Here, in the conventional example of FIG. 3, N-channel MOS is used.
The gate and drain voltage of the transistor 4 becomes an intermediate potential (about 2V) between the ground potential and the constant power supply V _EE, and it is always on.
Since it is in a state, there is a possibility that device degradation due to hot carriers may occur when the gate length is reduced. However, according to the embodiment shown in FIG. 1, the drain voltage / gate voltage (nodes 7, 8
Is always fixed to the ground potential or constant current V _EE , the N-channel MOS transistors 4 and 6 are always ON.
The above state is eliminated and does not become a cause of generation of hot carriers. Therefore, even if the gate length is reduced, the possibility of device deterioration can be greatly reduced.

FIG. 2 is a circuit diagram showing a differential amplifier device according to a second embodiment of the present invention. In FIG. 4, the present embodiment is such that the ECL logic circuit 20 portion in FIG. 1 is constituted by PNP transistors. That is, this is an embodiment corresponding to FIG. 4 of the conventional example. In this case, in the conventional example of FIG.
39 becomes an intermediate potential (about 2V), and the P-channel MOS transistor 37 is always turned on. Therefore, when the gate length is reduced, the P-channel MOS transistor may cause device deterioration although it is less noticeable than the N-channel MOS transistor. As a result, the possibility of device deterioration can be greatly reduced.

〔The invention's effect〕

As described above, according to the present invention, when amplifying the amplitude of the ECL logic circuit to the amplitude of the BiMOS logic circuit in particular, even if a MOS transistor having a reduced gate length is used, the device deterioration due to the generation of hot carriers is conventionally suppressed. There is an effect that it can be significantly reduced.

[Brief description of drawings]

FIG. 1 is a circuit diagram showing a differential amplifier device according to a first embodiment of the present invention, and FIG. 2 is a circuit diagram showing a differential amplifier device according to a second embodiment of the present invention, FIG. 3, FIG. Each of the figures is a circuit diagram showing a conventional differential amplifier. 1,2 …… Output, 7,8 …… Nodal, 10 …… Input terminal, 11 …… Output terminal, 3,5,18,37,38 …… P-channel MOS transistor, 4,6,15,19, 40,41 …… N-channel MOS transistor,
9,12,13,16 …… npn transistor, 20,30 …… ECL logic circuit, 21,33 …… Differential amplification circuit, 22 …… BiMOS logic circuit, 23
...... Current mirror amplifier circuit, 34,35 …… pnp transistor.

Claims (1)

(57) [Claims] 1. A first logic circuit having an input terminal and having first and second outputs having opposite phases, and the first and second outputs are respectively connected to the first and second inputs.
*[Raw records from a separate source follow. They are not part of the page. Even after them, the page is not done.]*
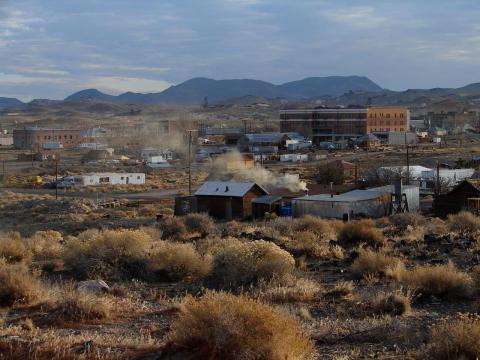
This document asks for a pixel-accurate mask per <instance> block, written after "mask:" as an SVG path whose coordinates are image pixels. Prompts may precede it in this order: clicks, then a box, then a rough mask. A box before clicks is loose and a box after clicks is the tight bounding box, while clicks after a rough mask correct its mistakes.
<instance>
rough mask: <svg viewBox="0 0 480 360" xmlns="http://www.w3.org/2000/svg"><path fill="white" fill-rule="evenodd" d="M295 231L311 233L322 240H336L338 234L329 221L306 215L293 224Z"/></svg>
mask: <svg viewBox="0 0 480 360" xmlns="http://www.w3.org/2000/svg"><path fill="white" fill-rule="evenodd" d="M293 228H294V230H295V231H311V232H313V233H314V234H316V235H317V236H319V237H320V238H322V239H327V240H335V239H336V235H337V234H336V232H335V228H334V227H333V226H332V224H331V222H330V221H329V220H325V219H321V218H319V217H317V216H312V215H305V216H303V217H301V218H299V219H295V220H294V222H293Z"/></svg>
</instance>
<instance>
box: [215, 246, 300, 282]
mask: <svg viewBox="0 0 480 360" xmlns="http://www.w3.org/2000/svg"><path fill="white" fill-rule="evenodd" d="M214 256H215V257H214V261H213V268H212V273H211V276H210V279H209V282H210V284H211V285H212V286H214V287H220V288H228V287H236V286H242V285H249V284H254V283H256V282H258V281H261V280H266V281H269V280H271V279H274V278H275V279H277V280H278V281H282V280H283V279H285V278H286V277H287V276H288V275H290V274H291V273H292V272H293V270H294V269H295V260H294V259H293V257H292V256H291V255H290V254H289V253H288V252H286V251H285V250H282V249H280V248H279V247H278V246H277V245H275V244H274V243H271V242H268V241H263V240H259V241H252V242H240V241H232V242H231V243H229V244H226V245H225V246H224V247H223V248H221V249H219V250H218V252H217V253H216V254H215V255H214Z"/></svg>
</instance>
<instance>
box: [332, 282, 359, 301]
mask: <svg viewBox="0 0 480 360" xmlns="http://www.w3.org/2000/svg"><path fill="white" fill-rule="evenodd" d="M354 289H355V285H354V284H353V282H352V281H340V282H338V283H336V284H335V286H334V287H333V289H332V290H330V291H329V292H328V293H327V295H330V296H333V297H346V296H350V295H352V293H353V290H354Z"/></svg>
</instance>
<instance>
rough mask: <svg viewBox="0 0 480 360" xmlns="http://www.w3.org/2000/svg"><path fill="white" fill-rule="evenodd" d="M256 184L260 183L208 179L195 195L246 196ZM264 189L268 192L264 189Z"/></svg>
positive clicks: (198, 189) (219, 195) (197, 190)
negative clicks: (208, 180)
mask: <svg viewBox="0 0 480 360" xmlns="http://www.w3.org/2000/svg"><path fill="white" fill-rule="evenodd" d="M254 186H258V185H257V184H255V183H254V182H232V181H206V182H205V183H203V185H202V186H201V187H200V188H199V189H198V190H197V192H196V193H195V195H196V196H228V197H242V196H245V194H247V193H248V192H249V191H250V190H251V189H252V188H253V187H254ZM259 187H260V186H259ZM260 188H261V187H260ZM262 190H263V191H264V192H265V193H267V192H266V191H265V190H264V189H262Z"/></svg>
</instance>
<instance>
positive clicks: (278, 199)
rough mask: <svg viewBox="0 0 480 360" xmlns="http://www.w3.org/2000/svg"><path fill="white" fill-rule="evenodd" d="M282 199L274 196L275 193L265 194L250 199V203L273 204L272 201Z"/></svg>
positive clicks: (280, 199)
mask: <svg viewBox="0 0 480 360" xmlns="http://www.w3.org/2000/svg"><path fill="white" fill-rule="evenodd" d="M280 200H282V197H281V196H275V195H265V196H260V197H258V198H255V199H253V200H252V203H254V204H273V203H274V202H277V201H280Z"/></svg>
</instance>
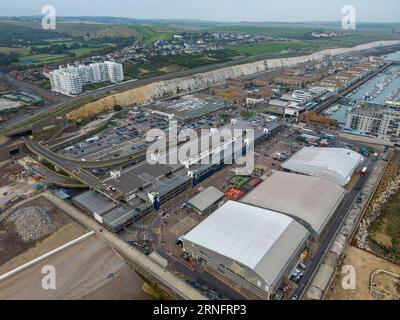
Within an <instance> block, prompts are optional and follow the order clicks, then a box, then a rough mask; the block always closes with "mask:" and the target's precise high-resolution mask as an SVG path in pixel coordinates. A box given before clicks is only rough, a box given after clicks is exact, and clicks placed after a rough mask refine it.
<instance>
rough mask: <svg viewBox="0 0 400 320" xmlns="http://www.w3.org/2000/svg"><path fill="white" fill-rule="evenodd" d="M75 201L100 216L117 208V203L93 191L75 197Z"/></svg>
mask: <svg viewBox="0 0 400 320" xmlns="http://www.w3.org/2000/svg"><path fill="white" fill-rule="evenodd" d="M73 201H75V202H76V203H78V204H79V205H81V206H82V207H84V208H85V209H87V210H89V211H90V212H95V213H96V214H98V215H100V216H101V215H103V214H105V213H106V212H108V211H110V210H112V209H114V208H115V207H116V204H115V203H113V202H112V201H110V200H108V199H106V198H105V197H103V196H101V195H99V194H98V193H96V192H94V191H92V190H88V191H85V192H84V193H82V194H80V195H78V196H76V197H74V198H73Z"/></svg>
In a logic circuit comprising a second circuit and a third logic circuit having an output connected to the second circuit, the first logic circuit is an emitter coupled logic circuit, and the third logic circuit. The circuit is a logic circuit composed of a bipolar transistor and a field effect transistor, and the second circuit is a first series circuit of first and second field effect transistors and a third and fourth field effect transistor. A second series circuit of transistors,
The gates of the third field effect transistors are respectively connected to the first
1, a second output, a gate of the second field effect transistor is connected to a common connection point of the second series circuit, and a gate of the fourth field effect transistor is connected to the first series circuit. A logic circuit connected to a common connection point of the first and third field effect transistors and the second and fourth field effect transistors having opposite channel types.